C’est que, pour la seule année 2022, a-t-on appris lors du forum ’’Développement sans frontières : Mobiliser la diaspora africaine pour une croissance inclusive et un développement durable en Afrique’’ qui a eu lieu en présentiel et en visioconférence le 1er décembre 2022 à Abidjan, les 160 millions d’africains basés hors du continent ont transféré 95,6 milliards de dollars à leur terre d’origine, sans oublier leurs compétences et leur expertise apportées dans divers domaines de la vie sur leur continent de leurs ancêtres. Une performance financière qui est en hausse, car en 2021, le flux financier de la diaspora à destination du continent est évalué à 35 milliards de dollars.

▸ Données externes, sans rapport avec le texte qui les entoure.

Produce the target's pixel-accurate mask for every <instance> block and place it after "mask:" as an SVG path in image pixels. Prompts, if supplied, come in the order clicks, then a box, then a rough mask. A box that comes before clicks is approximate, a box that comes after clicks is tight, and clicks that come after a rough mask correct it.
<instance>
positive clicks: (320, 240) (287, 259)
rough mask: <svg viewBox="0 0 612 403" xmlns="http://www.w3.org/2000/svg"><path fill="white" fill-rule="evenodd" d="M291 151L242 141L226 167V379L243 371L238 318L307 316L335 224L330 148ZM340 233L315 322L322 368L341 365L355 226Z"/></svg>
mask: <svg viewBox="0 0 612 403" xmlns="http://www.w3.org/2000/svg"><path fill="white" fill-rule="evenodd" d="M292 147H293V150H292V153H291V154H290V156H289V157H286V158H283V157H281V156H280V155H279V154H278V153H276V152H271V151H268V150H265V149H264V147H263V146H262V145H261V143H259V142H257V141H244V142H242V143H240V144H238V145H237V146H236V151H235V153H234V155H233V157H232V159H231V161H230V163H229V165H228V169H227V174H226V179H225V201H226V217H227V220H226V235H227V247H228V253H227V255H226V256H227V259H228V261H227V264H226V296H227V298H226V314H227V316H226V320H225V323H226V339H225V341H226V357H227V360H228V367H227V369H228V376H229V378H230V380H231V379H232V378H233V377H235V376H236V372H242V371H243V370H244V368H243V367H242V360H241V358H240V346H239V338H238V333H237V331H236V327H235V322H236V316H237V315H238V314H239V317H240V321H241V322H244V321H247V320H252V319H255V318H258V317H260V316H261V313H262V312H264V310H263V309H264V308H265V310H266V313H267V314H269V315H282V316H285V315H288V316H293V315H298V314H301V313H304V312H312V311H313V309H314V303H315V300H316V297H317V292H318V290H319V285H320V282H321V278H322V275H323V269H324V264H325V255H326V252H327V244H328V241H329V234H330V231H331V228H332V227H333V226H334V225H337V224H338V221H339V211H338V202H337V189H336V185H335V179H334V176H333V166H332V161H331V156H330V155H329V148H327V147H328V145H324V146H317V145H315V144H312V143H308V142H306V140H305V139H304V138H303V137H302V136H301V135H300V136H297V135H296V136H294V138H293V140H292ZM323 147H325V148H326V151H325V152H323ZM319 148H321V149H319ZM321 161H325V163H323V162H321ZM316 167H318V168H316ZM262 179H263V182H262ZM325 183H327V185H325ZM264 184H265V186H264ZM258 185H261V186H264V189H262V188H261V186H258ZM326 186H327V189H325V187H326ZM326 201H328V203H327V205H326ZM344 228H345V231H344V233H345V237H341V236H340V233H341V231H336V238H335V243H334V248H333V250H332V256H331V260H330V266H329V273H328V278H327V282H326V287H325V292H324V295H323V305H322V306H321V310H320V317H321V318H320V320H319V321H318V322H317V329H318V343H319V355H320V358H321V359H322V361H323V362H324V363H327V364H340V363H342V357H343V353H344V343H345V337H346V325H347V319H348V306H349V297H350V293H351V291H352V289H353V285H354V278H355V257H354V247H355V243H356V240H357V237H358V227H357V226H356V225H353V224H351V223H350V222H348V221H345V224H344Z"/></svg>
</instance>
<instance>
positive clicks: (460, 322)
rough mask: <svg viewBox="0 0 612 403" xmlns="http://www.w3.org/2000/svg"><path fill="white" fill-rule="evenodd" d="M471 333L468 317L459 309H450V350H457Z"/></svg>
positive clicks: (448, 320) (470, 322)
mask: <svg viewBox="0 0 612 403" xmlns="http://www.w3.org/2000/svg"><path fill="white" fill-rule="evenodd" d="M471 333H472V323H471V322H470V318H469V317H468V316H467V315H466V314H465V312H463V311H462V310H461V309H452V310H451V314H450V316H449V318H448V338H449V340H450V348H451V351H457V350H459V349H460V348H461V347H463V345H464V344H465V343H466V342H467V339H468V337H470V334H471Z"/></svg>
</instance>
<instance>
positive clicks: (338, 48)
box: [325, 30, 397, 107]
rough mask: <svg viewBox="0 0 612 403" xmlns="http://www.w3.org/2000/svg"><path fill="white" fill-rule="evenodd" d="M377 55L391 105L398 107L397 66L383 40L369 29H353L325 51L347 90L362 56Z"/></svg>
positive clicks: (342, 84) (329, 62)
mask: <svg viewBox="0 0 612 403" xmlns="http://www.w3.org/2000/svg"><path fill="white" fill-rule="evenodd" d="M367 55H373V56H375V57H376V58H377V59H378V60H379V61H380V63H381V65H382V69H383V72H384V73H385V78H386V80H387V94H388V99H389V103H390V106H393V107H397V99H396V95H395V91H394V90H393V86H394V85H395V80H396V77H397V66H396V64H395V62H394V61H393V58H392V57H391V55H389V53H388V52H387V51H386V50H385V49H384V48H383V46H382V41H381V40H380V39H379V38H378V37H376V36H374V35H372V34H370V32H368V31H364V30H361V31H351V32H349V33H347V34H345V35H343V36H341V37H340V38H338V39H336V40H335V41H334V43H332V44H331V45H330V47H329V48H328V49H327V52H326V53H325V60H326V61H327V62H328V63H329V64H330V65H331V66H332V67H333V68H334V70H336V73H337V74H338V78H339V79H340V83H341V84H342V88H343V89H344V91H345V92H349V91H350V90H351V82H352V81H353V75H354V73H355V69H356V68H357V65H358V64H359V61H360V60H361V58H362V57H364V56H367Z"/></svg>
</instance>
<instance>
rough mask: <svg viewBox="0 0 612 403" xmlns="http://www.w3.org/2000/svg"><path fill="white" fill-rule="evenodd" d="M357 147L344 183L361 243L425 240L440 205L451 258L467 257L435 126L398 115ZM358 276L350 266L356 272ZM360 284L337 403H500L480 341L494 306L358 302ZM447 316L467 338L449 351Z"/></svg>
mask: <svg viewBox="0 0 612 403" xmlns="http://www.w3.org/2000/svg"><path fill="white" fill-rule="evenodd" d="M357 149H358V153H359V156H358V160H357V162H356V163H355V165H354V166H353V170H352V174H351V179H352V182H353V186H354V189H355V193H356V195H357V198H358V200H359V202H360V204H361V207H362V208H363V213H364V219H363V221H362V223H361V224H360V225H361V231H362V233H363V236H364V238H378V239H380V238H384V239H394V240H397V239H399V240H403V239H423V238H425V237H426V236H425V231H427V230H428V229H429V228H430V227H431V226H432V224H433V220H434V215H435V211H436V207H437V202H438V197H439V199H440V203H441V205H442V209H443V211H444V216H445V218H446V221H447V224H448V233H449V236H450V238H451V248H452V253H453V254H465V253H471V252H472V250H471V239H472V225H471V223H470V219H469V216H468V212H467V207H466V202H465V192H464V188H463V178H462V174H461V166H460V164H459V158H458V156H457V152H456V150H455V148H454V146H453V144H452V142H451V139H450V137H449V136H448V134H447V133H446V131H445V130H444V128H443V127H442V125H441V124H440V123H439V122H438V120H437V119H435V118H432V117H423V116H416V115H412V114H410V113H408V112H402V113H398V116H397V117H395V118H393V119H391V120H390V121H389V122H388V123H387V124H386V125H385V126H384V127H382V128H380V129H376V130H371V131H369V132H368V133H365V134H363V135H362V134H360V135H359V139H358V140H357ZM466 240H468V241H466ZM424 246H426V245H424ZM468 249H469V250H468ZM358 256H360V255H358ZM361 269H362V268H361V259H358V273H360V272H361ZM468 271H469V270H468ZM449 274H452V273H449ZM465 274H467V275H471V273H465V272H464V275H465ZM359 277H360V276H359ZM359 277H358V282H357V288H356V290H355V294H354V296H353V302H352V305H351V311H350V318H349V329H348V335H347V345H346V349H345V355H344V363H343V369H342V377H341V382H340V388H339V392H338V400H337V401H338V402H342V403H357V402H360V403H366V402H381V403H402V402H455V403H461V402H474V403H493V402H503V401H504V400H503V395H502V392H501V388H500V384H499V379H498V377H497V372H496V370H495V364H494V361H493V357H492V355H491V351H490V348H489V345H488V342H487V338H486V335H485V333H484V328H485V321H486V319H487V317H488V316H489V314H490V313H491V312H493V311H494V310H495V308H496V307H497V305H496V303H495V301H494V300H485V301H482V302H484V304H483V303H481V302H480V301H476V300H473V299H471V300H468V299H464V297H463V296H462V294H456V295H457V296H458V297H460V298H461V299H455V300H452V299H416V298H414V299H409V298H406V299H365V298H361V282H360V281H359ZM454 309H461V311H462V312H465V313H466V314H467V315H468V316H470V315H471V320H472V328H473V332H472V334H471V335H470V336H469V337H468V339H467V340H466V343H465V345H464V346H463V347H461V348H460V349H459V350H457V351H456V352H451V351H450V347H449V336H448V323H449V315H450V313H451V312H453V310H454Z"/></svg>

Des données qui poussent la BAD à suggérer aux politiques suprêmes du continent à réserver plus d’espace à leurs populations basées dans d’autres pays du monde. Il est question de leur ouvrir des voix pour le vote dans leurs pays respectifs, tout comme il est suggéré de créer des ministères dédiés à ce couche sociale. « J’implore et j’encourage les gouvernements africains à créer les conditions qui permettent à ceux qui vivent et travaillent à l’étranger de contribuer de manière significative au développement national ou, mieux encore, de ne pas partir du tout », a-t-il déclaré.
Une stratégie qui permettrait de mieux mettre en valeur cette richesse qui profite très souvent à d’autres pays car, indique le BAD, dans le seul secteur de la santé, l’Afrique perd 2 milliards de dollars environ par an, du fait de la fuite des cerveaux.
La présidente adjointe de la Commission de l’Union africaine, Monique Nsanzabaganwa, rappelle que les chefs d’État africains s’étaient engagés à impliquer la diaspora dès 2012, en créant une base de données des professionnels de la diaspora, un institut africain pour les transferts de fonds et un fonds d’investissement de la diaspora africaine, entre autres initiatives. Ce qui demeure un vœu pieux pour de nombreux pays.
Wamkele Mene, secrétaire général du secrétariat de la Zone de libre-échange continentale africaine (ZLECAf), fait remarquer que les transferts de fonds offrent une fenêtre d’opportunités pour le développement de l’Afrique, dans un contexte de déclin des investissements directs étrangers et de l’aide étrangère.
Le directeur général de l’Organisation internationale pour les migrations, Antonio Vitorino exhorte les pays africains à adopter une approche proactive vis-à-vis de leurs communautés vivant à l’étranger. « Les gouvernements doivent apprendre à connaître leur diaspora ; cela commence par savoir où elle se trouve, quelles sont ses compétences et ses capacités, et dans quelle mesure elle est prête à s’engager dans le développement de son pays d’origine. »
Au-delà des transferts de fonds, M. Vitorino a indiqué que l’engagement philanthropique et le tourisme sont des domaines d’intérêt mutuel potentiels pour les gouvernements africains et la diaspora. Pour beaucoup d’observateurs, les communautés de la diaspora ont un rôle crucial à jouer pour changer le discours et les perceptions sur l’Afrique. « L’Afrique est le continent le plus ancien, le plus jeune et bientôt le plus grand », a déclaré l’ambassadrice Rama Yade, des Centres pour l’Afrique et l’Europe de l’Atlantic Council, basé aux États-Unis.